Maxim Integrated DS1220AD-100IND+ Nonvolatile SRAM

The DS1220AD-100IND+ is a high-performance, 16k Nonvolatile SRAM designed by Maxim Integrated. This robust memory module provides a unique combination of volatile and nonvolatile memory functionality, ensuring data preservation even when the power supply is interrupted. It is an ideal solution for a wide range of industrial applications that require data integrity and reliability under harsh conditions.

This nonvolatile SRAM offers a storage capacity of 16 Kbytes, organized as 2K x 8 bits. It features access times as fast as 100 ns, making it suitable for high-speed microprocessor systems. The integration of an automatic internal battery and control circuitry ensures that data is retained for over 10 years in the absence of external power.

One of the key advantages of the DS1220AD-100IND+ is its ease of use, as it operates identically to a conventional static RAM when power is on. This allows for seamless integration into existing systems without the need for special software to manage nonvolatile functionality. In addition, the device's direct write protection feature safeguards against inadvertent data corruption.

The DS1220AD-100IND+ is designed to withstand industrial temperature ranges from -40°C to +85°C, making it suitable for use in environments that experience extreme temperatures. Its robustness is further enhanced by the inclusion of an industrial-grade enclosure, ensuring that the device can withstand the rigors of industrial operation.

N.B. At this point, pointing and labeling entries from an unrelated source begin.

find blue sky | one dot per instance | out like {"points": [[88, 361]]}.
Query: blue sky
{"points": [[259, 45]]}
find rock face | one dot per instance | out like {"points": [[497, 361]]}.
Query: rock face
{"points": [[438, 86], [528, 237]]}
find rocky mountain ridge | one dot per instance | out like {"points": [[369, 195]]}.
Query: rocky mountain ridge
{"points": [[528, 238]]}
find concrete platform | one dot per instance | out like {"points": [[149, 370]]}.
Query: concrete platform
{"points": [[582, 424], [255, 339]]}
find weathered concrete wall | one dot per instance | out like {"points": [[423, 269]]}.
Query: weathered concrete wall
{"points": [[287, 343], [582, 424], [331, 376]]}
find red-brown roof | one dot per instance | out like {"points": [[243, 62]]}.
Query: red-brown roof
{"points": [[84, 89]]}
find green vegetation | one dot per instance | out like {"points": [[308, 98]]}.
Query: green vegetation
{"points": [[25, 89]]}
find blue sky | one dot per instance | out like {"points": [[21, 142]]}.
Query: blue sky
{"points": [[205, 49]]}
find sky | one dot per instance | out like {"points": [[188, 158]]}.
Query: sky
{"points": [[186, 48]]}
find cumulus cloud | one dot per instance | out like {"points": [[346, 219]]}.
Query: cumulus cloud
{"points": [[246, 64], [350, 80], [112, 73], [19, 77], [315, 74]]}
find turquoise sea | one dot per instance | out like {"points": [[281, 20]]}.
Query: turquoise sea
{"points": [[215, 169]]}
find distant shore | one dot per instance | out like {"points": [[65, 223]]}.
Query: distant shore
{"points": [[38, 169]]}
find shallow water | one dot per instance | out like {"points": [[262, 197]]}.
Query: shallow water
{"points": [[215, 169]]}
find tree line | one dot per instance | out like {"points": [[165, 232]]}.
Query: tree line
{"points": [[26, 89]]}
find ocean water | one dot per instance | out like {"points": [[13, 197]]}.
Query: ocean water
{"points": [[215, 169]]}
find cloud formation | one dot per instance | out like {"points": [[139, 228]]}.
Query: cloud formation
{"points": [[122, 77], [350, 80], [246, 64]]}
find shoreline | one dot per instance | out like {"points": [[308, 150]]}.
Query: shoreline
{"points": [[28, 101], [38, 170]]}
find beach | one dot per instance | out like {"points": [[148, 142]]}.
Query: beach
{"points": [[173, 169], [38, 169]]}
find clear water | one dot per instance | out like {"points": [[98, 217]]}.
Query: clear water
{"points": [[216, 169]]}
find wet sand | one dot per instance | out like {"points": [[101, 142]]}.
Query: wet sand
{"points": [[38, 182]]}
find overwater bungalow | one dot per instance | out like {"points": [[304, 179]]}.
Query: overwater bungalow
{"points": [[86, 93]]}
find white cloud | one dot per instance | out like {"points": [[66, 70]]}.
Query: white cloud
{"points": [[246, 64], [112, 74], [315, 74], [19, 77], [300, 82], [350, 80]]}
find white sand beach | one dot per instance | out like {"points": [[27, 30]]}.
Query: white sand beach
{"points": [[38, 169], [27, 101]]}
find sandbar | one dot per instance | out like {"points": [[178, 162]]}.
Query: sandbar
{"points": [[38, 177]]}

For applications that demand long-term data retention without the need for an external battery, the DS1220AD-100IND+ is an excellent choice. It is commonly used in data logging, process control, instrumentation, and other critical systems where data must be preserved across power cycles.

Overall, the DS1220AD-100IND+ from Maxim Integrated is a reliable and durable memory solution that combines the best attributes of SRAMs and nonvolatile memory, making it a versatile component for industrial applications that cannot afford data loss.